多要素認証(MFA)とは何か

多要素認証(MFA)は、利用者の本人確認を1種類の情報(多くはパスワード)だけに頼らず、複数の要素を組み合わせて行う考え方です。代表的には「知識(パスワードなど)」「所持(認証用アプリやセキュリティキーなど)」「生体(指紋など)」のように、異なる性質の情報を組み合わせます。

VPN接続におけるMFAは、VPNのログイン段階でこの追加確認を求めることで、たとえパスワードが漏えいしても、その情報単体では侵入しにくくする狙いがあります。

仕組み:VPN接続でMFAが効くタイミング

VPNは一般に「認証(だれかを確かめる)」と「通信(トンネルを張る)」を分けて考えられます。MFAのメリットは、主に認証段階で出ます。

具体的には、VPN接続の試行時にサーバ側が追加の要求を行い、利用者が追加要素を提示して初めてログインが成立する、という流れになります。ここで重要なのは、MFAが有効になっているなら「認証が通らない限り、その後の通信開始が成立しにくい」構造になる点です。

一方で、実際の効果は設定のされ方に依存します。たとえば、MFAが「特定の経路」だけに適用されている、特定の条件では免除される、あるいは管理者が別方式の認証を許可している、といった場合、攻撃者がそこを突けてしまう可能性があります。そのため、MFAの有無だけでなく「どの接続試行に適用されるか」を確認することが実務上のポイントになります。

メリット:なりすまし耐性と運用の見通し

MFAの導入効果として、最も分かりやすいのは「パスワードが漏れても、そのままでは突破しにくくなる」点です。パスワードは使い回しやフィッシング、漏えい経路などで失われることがあり得ますが、MFAは追加要素を要求するため、不正ログインの成功率を下げる方向に働きます。

また、ログイン要求が段階化されることで、運用面の見通しも良くなります。たとえば、どのタイミングで「追加確認が必要か」を利用者側も理解しやすく、管理者側も認証失敗のパターンを整理しやすくなります(ただし、実際のログや表示内容は製品・実装により異なります)。

さらに、組織の方針として「強い本人確認を前提にVPNへのアクセスを許可する」考え方を明確にでき、権限管理や監査の設計と整合させやすくなります。

制限・例外:MFAは万能ではない

MFAは強力な対策ですが、万能ではありません。
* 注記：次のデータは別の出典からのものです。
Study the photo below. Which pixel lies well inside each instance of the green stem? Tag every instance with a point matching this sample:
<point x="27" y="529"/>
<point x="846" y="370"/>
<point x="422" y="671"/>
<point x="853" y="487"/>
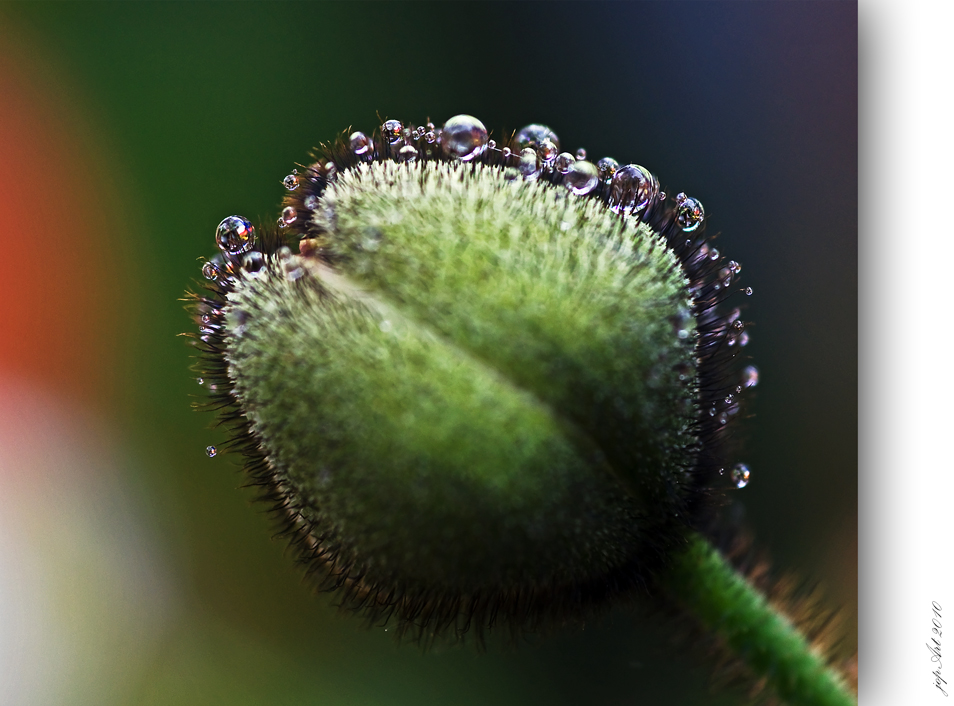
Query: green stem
<point x="763" y="638"/>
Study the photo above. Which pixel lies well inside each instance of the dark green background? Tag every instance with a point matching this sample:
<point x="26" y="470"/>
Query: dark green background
<point x="751" y="107"/>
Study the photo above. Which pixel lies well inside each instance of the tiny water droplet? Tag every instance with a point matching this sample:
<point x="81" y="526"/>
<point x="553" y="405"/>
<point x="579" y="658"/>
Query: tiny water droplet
<point x="741" y="475"/>
<point x="392" y="130"/>
<point x="360" y="143"/>
<point x="607" y="168"/>
<point x="563" y="162"/>
<point x="534" y="135"/>
<point x="464" y="138"/>
<point x="548" y="151"/>
<point x="750" y="376"/>
<point x="529" y="166"/>
<point x="582" y="177"/>
<point x="631" y="189"/>
<point x="689" y="212"/>
<point x="235" y="235"/>
<point x="254" y="262"/>
<point x="210" y="271"/>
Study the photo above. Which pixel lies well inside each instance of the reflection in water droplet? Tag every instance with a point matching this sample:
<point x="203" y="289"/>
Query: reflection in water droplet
<point x="689" y="212"/>
<point x="581" y="178"/>
<point x="360" y="143"/>
<point x="750" y="376"/>
<point x="631" y="189"/>
<point x="607" y="168"/>
<point x="529" y="165"/>
<point x="210" y="271"/>
<point x="534" y="135"/>
<point x="563" y="162"/>
<point x="235" y="235"/>
<point x="741" y="475"/>
<point x="392" y="130"/>
<point x="464" y="138"/>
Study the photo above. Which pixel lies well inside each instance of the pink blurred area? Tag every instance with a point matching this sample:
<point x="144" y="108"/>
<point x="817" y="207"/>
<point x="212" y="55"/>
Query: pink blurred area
<point x="83" y="599"/>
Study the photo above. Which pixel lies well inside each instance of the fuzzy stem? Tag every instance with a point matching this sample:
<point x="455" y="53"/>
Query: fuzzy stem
<point x="727" y="605"/>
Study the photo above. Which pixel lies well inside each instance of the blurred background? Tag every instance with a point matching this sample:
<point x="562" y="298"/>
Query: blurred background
<point x="132" y="568"/>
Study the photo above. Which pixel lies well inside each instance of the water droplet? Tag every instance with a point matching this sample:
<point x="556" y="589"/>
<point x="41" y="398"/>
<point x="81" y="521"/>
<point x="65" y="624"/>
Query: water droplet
<point x="464" y="138"/>
<point x="210" y="271"/>
<point x="529" y="165"/>
<point x="360" y="143"/>
<point x="392" y="130"/>
<point x="607" y="168"/>
<point x="750" y="376"/>
<point x="548" y="151"/>
<point x="563" y="162"/>
<point x="534" y="135"/>
<point x="631" y="189"/>
<point x="582" y="177"/>
<point x="689" y="212"/>
<point x="741" y="475"/>
<point x="235" y="235"/>
<point x="253" y="262"/>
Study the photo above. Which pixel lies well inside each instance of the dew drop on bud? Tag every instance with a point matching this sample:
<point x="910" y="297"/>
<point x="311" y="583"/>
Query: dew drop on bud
<point x="581" y="178"/>
<point x="534" y="135"/>
<point x="741" y="475"/>
<point x="464" y="137"/>
<point x="689" y="212"/>
<point x="631" y="189"/>
<point x="359" y="142"/>
<point x="235" y="235"/>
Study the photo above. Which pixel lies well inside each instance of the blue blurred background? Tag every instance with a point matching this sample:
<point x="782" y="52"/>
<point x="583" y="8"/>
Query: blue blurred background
<point x="132" y="569"/>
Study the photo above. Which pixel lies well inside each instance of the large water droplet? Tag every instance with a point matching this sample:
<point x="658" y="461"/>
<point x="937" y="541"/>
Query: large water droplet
<point x="463" y="137"/>
<point x="529" y="165"/>
<point x="582" y="177"/>
<point x="235" y="235"/>
<point x="607" y="168"/>
<point x="392" y="130"/>
<point x="360" y="143"/>
<point x="741" y="475"/>
<point x="534" y="135"/>
<point x="689" y="212"/>
<point x="631" y="189"/>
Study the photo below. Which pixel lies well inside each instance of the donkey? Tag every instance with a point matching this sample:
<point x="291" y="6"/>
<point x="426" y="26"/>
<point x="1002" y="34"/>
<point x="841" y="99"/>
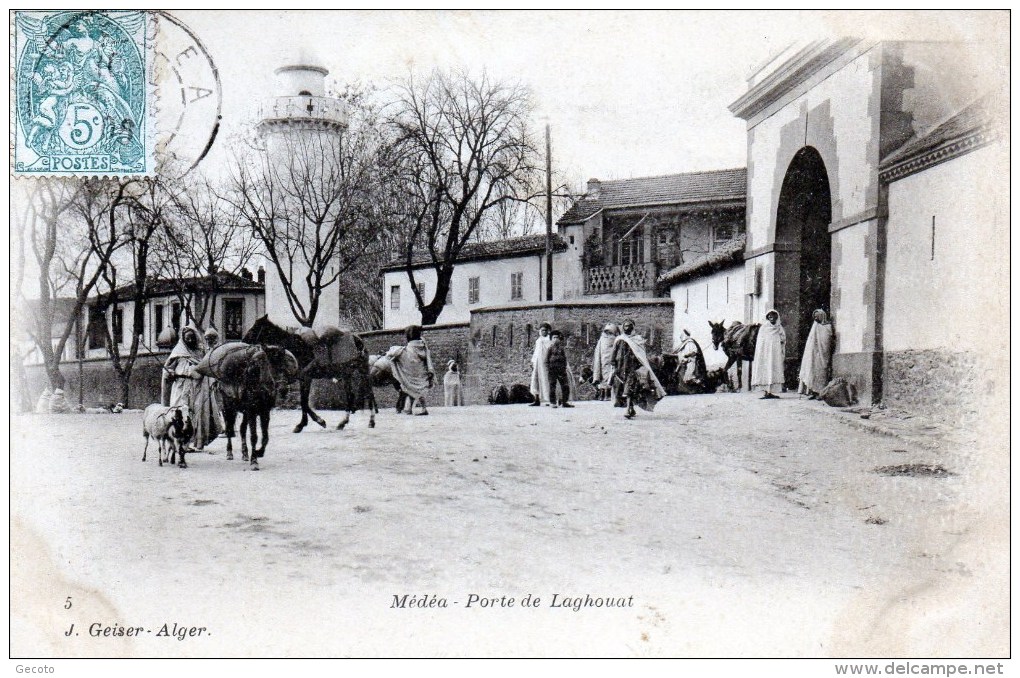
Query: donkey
<point x="248" y="378"/>
<point x="329" y="354"/>
<point x="737" y="343"/>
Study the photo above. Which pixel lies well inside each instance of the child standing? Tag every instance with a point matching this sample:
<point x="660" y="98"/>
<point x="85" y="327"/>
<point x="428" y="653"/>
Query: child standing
<point x="556" y="362"/>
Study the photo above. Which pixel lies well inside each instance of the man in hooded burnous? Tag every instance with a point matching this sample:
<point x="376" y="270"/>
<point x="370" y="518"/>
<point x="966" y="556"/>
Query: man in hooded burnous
<point x="632" y="374"/>
<point x="190" y="388"/>
<point x="540" y="370"/>
<point x="602" y="362"/>
<point x="770" y="356"/>
<point x="412" y="367"/>
<point x="817" y="353"/>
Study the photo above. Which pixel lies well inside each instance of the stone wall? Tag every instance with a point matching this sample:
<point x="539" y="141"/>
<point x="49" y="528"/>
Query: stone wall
<point x="100" y="382"/>
<point x="494" y="349"/>
<point x="949" y="385"/>
<point x="502" y="339"/>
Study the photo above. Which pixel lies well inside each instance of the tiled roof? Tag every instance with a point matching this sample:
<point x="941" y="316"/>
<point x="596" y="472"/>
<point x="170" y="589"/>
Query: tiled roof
<point x="224" y="281"/>
<point x="510" y="247"/>
<point x="969" y="128"/>
<point x="729" y="254"/>
<point x="715" y="186"/>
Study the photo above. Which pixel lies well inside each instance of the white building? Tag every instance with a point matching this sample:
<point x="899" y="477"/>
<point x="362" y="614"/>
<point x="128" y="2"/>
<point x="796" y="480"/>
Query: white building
<point x="613" y="243"/>
<point x="487" y="274"/>
<point x="230" y="303"/>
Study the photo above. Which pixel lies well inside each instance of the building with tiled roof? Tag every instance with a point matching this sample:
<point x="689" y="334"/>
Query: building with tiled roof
<point x="690" y="188"/>
<point x="612" y="243"/>
<point x="634" y="229"/>
<point x="226" y="301"/>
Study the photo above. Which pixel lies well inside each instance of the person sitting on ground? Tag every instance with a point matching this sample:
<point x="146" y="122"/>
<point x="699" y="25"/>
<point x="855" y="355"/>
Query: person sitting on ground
<point x="770" y="356"/>
<point x="817" y="353"/>
<point x="556" y="363"/>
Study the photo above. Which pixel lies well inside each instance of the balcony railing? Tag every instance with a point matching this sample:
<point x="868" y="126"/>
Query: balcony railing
<point x="303" y="110"/>
<point x="610" y="279"/>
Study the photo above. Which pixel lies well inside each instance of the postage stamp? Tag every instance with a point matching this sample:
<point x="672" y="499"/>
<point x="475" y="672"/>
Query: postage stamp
<point x="82" y="99"/>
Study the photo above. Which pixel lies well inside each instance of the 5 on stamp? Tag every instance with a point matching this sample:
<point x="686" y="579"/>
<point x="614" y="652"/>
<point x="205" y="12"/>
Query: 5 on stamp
<point x="82" y="97"/>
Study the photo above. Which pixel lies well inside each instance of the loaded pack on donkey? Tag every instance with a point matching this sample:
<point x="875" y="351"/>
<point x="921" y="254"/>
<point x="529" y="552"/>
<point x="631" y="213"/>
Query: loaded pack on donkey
<point x="737" y="343"/>
<point x="328" y="353"/>
<point x="249" y="378"/>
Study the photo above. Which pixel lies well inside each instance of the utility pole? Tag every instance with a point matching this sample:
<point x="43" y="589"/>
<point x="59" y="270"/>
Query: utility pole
<point x="549" y="216"/>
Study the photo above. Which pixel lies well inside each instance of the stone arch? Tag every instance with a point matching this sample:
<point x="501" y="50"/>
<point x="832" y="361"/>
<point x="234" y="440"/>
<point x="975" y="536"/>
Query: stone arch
<point x="803" y="251"/>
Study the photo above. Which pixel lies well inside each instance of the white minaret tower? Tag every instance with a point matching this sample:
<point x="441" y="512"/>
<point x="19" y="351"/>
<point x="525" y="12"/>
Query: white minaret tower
<point x="299" y="106"/>
<point x="300" y="102"/>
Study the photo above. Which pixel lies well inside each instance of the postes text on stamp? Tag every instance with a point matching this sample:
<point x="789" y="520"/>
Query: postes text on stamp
<point x="82" y="95"/>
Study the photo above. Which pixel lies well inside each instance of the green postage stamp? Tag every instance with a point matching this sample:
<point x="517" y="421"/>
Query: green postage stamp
<point x="82" y="100"/>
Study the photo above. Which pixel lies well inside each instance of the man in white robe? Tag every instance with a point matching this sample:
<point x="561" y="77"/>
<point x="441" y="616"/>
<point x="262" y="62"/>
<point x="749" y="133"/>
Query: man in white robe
<point x="770" y="355"/>
<point x="817" y="353"/>
<point x="602" y="362"/>
<point x="540" y="372"/>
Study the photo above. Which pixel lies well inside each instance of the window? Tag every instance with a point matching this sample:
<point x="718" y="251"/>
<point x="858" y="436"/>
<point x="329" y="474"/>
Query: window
<point x="721" y="233"/>
<point x="157" y="320"/>
<point x="234" y="319"/>
<point x="516" y="285"/>
<point x="118" y="325"/>
<point x="97" y="328"/>
<point x="632" y="251"/>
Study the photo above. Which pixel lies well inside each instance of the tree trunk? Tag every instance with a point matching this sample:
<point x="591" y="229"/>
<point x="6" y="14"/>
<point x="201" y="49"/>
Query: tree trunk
<point x="125" y="389"/>
<point x="430" y="313"/>
<point x="55" y="375"/>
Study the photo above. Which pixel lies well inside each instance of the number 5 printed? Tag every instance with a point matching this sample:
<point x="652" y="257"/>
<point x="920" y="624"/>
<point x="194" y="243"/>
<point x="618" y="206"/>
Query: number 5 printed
<point x="83" y="126"/>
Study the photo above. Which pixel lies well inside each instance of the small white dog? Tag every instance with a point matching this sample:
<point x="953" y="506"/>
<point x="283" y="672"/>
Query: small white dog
<point x="451" y="385"/>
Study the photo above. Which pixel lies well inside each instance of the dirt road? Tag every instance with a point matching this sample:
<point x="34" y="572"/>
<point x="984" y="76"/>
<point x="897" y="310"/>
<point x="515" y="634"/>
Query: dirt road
<point x="718" y="525"/>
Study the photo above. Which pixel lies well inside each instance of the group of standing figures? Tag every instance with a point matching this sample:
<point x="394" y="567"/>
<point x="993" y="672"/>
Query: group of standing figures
<point x="770" y="354"/>
<point x="620" y="370"/>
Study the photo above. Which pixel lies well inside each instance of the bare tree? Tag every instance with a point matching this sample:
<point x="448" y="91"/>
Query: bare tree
<point x="69" y="228"/>
<point x="463" y="151"/>
<point x="308" y="196"/>
<point x="145" y="206"/>
<point x="202" y="237"/>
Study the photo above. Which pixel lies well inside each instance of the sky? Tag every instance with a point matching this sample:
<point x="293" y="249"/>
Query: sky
<point x="625" y="94"/>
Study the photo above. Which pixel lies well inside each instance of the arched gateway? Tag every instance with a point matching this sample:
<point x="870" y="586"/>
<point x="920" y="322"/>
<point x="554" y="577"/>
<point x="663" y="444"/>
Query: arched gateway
<point x="804" y="251"/>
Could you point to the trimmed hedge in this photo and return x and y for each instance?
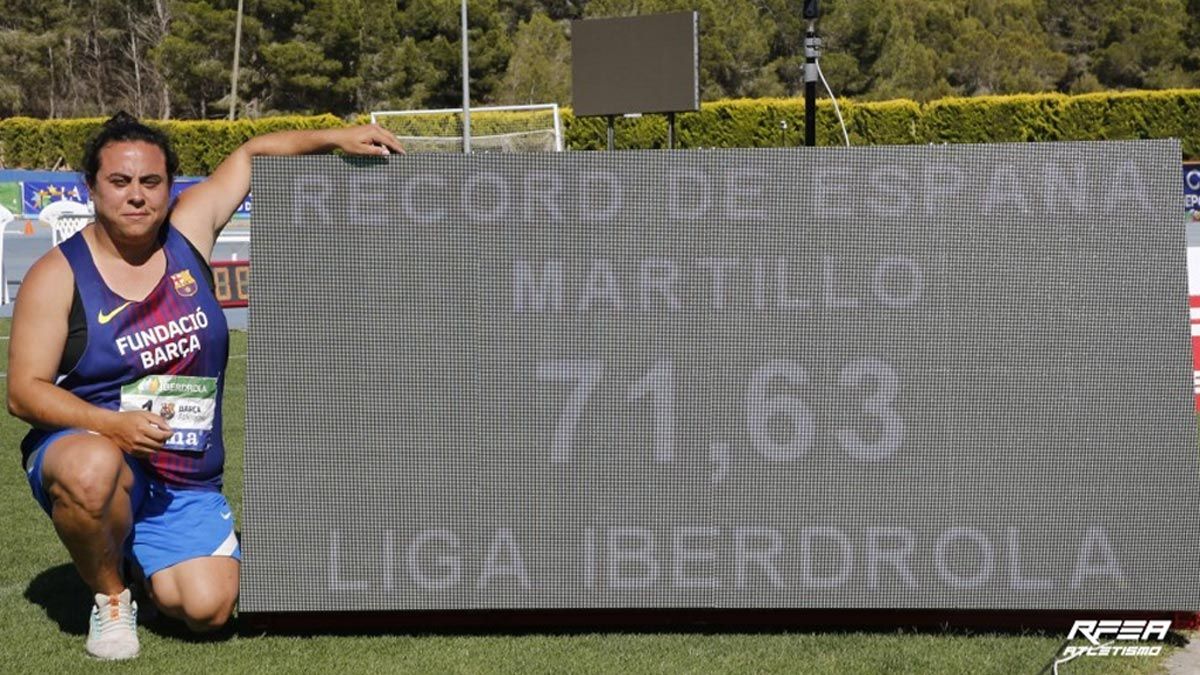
(757, 123)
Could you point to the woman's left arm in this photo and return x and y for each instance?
(203, 209)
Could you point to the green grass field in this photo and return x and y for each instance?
(45, 623)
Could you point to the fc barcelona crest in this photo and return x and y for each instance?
(185, 284)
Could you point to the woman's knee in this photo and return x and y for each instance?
(84, 471)
(202, 596)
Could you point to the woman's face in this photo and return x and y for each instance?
(131, 193)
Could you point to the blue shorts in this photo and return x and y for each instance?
(169, 524)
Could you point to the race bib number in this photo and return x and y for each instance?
(187, 404)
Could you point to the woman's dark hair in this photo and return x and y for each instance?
(124, 126)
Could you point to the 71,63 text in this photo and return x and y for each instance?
(761, 407)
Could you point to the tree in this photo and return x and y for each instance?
(539, 70)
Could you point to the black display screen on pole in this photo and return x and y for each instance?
(630, 65)
(889, 377)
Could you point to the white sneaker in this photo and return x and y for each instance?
(113, 633)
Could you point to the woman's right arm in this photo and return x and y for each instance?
(35, 348)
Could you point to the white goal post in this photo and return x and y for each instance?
(535, 127)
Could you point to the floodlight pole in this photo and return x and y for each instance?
(811, 53)
(237, 54)
(466, 87)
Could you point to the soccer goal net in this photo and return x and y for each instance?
(493, 129)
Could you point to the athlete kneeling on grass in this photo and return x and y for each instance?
(118, 357)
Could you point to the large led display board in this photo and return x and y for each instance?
(889, 377)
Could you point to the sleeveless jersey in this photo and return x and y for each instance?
(166, 354)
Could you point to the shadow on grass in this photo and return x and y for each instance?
(63, 596)
(66, 601)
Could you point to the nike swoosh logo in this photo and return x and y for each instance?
(107, 317)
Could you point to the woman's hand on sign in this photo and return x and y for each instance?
(137, 432)
(367, 139)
まず、MFAが求められるまでの経路や例外条件(免除、限定的な適用、別認証方式の併用など)によって、実効性が変わります。

次に、MFAが突破された場合や、利用者の端末自体に問題がある場合(例:利用者端末が侵害されている、認証情報やセッションが不正に利用されているなど)、MFA単独では被害を完全に防げないことがあります。